The work originated in the lab of neuroscientist Courtney Miller, Ph.D., who teamed up with medicinal chemist, Theodore Kamenecka, Ph.D., and structural biologist, Patrick Griffin, Ph.D. With support from the National Institute of Neurological Disorders and Stroke (NINDS/NIH) Blueprint Neurotherapeutics Program and National Institute for Drug Abuse (NIDA), the three led a program to develop and bring NMII inhibitors to the clinic. The team identified MT-110 as a clinical candidate for the treatment of stimulant use disorder. MT-110 and MT-125, another NMII inhibitor being pursued in oncology, serves as the cornerstone of the company they co-founded, Myosin Therapeutics.

The potential of MT-125 in glioblastoma (GBM) is detailed in the second Cell article, "MT-125 Inhibits Non-Muscle Myosin IIA and IIB and Prolongs Survival in Glioblastoma." GBM is an extremely aggressive, treatment-resistant brain cancer. The team collaborated with Mayo Clinic scientist and neuro-oncologist Steven Rosenfeld, M.D., Ph.D. The research was supported by NINDS and the National Cancer Institute (NCI).

In preclinical GBM models, MT-125 demonstrated robust monotherapy activity, as well as synergy with radiation and FDA-approved oncology therapeutics at suppressing tumor growth and extending survival. The publication provides detailed mechanistic insight into these therapeutic actions and informs MT-125’s clinical development strategy.

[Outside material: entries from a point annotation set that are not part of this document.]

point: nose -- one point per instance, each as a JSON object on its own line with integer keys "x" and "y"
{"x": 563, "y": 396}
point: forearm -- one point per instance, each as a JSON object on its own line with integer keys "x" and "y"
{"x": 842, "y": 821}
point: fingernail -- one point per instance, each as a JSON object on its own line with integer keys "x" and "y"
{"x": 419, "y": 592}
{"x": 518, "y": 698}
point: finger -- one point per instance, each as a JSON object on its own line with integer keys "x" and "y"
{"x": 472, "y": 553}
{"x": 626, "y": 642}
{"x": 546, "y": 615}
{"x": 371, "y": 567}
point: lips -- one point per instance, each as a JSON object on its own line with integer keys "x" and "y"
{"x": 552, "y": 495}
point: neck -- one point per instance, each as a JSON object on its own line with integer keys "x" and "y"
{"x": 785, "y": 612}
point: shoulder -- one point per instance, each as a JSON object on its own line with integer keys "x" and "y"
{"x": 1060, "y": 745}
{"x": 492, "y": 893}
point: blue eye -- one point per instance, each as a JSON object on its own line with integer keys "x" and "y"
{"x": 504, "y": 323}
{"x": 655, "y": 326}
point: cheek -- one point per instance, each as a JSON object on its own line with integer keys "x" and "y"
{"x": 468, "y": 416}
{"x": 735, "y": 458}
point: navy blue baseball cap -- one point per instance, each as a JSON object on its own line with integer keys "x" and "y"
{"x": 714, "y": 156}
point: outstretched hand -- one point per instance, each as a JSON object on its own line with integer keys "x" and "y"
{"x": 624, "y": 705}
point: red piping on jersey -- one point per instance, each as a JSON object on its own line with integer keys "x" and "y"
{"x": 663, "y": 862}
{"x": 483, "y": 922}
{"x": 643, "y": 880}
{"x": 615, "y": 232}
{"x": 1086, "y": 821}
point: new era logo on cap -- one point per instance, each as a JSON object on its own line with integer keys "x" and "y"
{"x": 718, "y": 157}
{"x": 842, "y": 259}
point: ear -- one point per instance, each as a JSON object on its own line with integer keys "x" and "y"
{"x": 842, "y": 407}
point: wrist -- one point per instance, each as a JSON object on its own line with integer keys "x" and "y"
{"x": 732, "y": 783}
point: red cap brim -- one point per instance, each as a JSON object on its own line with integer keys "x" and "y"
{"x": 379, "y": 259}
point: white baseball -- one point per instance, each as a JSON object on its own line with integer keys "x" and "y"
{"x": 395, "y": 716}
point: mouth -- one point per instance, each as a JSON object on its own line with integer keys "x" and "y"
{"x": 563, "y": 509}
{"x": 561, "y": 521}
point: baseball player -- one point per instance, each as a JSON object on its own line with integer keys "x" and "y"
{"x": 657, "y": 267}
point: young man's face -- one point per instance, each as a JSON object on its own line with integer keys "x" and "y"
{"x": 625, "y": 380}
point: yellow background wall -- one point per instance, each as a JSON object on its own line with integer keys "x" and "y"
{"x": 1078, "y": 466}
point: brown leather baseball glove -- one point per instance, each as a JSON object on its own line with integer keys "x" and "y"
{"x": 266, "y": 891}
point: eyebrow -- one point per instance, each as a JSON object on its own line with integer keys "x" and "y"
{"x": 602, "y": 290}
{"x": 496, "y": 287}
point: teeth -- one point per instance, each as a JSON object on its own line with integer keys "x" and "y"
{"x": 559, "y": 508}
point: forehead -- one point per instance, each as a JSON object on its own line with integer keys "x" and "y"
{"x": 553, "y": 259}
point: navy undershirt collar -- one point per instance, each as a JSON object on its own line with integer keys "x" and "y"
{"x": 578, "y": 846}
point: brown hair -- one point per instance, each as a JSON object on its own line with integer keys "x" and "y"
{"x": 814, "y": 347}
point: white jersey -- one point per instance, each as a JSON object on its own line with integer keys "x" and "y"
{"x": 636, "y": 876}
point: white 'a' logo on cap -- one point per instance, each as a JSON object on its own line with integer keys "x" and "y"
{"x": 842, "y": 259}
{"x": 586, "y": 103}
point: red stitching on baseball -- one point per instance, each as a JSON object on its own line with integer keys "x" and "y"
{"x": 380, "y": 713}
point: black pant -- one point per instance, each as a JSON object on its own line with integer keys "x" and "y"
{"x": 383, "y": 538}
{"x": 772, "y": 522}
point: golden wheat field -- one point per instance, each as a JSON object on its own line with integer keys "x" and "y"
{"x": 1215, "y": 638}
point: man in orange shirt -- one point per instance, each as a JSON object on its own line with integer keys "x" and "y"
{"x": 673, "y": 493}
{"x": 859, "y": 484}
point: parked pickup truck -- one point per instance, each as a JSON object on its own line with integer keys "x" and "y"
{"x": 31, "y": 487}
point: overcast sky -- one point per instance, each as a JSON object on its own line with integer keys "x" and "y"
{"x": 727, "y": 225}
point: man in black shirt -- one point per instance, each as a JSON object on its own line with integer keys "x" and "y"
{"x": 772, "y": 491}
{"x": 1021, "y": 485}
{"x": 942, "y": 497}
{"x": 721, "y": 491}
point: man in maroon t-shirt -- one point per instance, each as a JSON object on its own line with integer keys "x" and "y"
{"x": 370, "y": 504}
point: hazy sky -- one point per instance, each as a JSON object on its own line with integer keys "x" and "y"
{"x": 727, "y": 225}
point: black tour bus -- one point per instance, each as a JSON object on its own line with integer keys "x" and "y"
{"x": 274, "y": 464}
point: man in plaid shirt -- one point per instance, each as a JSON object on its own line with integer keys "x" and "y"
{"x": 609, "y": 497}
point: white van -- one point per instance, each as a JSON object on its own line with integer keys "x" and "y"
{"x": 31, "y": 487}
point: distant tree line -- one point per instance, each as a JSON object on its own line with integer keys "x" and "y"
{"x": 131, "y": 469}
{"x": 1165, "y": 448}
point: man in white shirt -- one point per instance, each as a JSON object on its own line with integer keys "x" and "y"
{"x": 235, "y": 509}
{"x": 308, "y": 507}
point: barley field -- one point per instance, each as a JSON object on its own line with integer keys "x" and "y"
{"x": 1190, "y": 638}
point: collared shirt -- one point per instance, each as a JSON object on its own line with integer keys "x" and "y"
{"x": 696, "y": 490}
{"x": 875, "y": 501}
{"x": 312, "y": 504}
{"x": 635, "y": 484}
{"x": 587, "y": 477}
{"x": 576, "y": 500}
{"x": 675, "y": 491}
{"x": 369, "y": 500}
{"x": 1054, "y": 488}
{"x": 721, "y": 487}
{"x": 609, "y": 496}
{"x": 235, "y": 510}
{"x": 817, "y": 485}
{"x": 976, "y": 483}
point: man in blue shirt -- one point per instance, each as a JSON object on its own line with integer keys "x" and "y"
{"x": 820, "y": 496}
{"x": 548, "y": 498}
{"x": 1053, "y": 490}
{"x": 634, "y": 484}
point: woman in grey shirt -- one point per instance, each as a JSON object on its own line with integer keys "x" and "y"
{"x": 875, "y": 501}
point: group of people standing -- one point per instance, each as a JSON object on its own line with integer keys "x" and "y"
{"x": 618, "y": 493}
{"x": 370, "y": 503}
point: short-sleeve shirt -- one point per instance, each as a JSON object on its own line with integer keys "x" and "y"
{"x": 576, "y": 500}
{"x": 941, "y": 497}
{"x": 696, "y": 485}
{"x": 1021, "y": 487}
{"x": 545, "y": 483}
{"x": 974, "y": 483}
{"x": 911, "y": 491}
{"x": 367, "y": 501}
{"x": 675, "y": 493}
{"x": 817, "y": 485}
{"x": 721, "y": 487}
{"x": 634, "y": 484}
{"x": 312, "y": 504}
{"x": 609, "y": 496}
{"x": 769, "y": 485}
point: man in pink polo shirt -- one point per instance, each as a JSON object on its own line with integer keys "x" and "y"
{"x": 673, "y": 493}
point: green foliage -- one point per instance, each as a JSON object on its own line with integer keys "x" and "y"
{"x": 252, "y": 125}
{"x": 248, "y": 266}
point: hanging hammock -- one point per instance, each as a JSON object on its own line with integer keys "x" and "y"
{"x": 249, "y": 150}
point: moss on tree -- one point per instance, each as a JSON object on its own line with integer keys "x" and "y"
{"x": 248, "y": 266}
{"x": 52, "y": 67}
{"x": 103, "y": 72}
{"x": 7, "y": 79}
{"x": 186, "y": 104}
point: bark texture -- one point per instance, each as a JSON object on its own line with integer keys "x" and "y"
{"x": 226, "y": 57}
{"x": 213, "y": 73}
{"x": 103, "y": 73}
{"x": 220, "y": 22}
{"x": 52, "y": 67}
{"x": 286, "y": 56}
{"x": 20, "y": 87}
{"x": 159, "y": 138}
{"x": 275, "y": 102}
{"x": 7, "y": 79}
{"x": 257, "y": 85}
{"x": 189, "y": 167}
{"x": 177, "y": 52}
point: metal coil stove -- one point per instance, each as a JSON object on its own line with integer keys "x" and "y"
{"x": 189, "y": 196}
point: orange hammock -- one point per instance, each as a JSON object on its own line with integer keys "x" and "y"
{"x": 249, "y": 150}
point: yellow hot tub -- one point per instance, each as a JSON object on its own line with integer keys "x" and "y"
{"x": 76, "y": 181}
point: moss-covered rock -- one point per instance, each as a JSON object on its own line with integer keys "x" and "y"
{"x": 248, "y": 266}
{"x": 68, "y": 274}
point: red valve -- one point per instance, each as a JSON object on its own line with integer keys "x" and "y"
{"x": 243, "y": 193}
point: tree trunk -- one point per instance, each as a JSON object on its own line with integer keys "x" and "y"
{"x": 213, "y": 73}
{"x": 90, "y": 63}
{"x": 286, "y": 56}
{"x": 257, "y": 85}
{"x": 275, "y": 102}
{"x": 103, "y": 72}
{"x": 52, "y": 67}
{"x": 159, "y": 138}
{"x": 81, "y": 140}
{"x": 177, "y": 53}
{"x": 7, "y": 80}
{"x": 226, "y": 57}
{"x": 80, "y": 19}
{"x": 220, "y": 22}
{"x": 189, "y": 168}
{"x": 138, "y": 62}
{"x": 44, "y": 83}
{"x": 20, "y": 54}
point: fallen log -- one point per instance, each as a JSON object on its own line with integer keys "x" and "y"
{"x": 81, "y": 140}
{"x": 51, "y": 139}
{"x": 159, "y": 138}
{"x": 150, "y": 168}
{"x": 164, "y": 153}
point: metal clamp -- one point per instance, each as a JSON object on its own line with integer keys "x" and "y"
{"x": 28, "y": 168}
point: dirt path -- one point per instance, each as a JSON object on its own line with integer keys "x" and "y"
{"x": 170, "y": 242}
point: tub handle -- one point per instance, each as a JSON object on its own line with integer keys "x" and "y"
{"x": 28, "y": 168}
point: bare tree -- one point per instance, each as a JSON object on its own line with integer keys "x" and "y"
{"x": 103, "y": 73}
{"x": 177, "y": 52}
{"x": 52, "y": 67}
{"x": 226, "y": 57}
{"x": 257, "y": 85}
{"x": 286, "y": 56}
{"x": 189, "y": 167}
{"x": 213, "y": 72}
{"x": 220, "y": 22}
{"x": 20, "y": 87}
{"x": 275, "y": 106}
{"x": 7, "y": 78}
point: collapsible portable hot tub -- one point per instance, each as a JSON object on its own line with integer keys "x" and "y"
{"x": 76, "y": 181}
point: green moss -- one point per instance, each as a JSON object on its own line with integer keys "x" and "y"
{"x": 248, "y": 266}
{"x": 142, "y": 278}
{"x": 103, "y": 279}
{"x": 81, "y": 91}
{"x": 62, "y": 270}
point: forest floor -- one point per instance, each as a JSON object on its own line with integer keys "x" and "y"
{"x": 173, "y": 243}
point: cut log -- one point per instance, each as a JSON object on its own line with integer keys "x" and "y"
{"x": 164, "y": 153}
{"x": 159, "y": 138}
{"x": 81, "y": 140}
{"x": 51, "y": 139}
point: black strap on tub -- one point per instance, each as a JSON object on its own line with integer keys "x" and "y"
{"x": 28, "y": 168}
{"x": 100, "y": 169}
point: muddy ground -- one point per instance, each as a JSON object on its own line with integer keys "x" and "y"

"As a clinician treating glioblastoma my entire career, collaboration with Myosin Therapeutics is meaningful," said Dr. Rosenfeld. "There’s great promise that our research will translate into improved outcomes for patients who urgently need them."

Miller said," The work detailed in these articles establishes NMII inhibitors as a new therapeutic class and we’re passionate about using them to tackle big health challenges, starting with glioblastoma and addiction."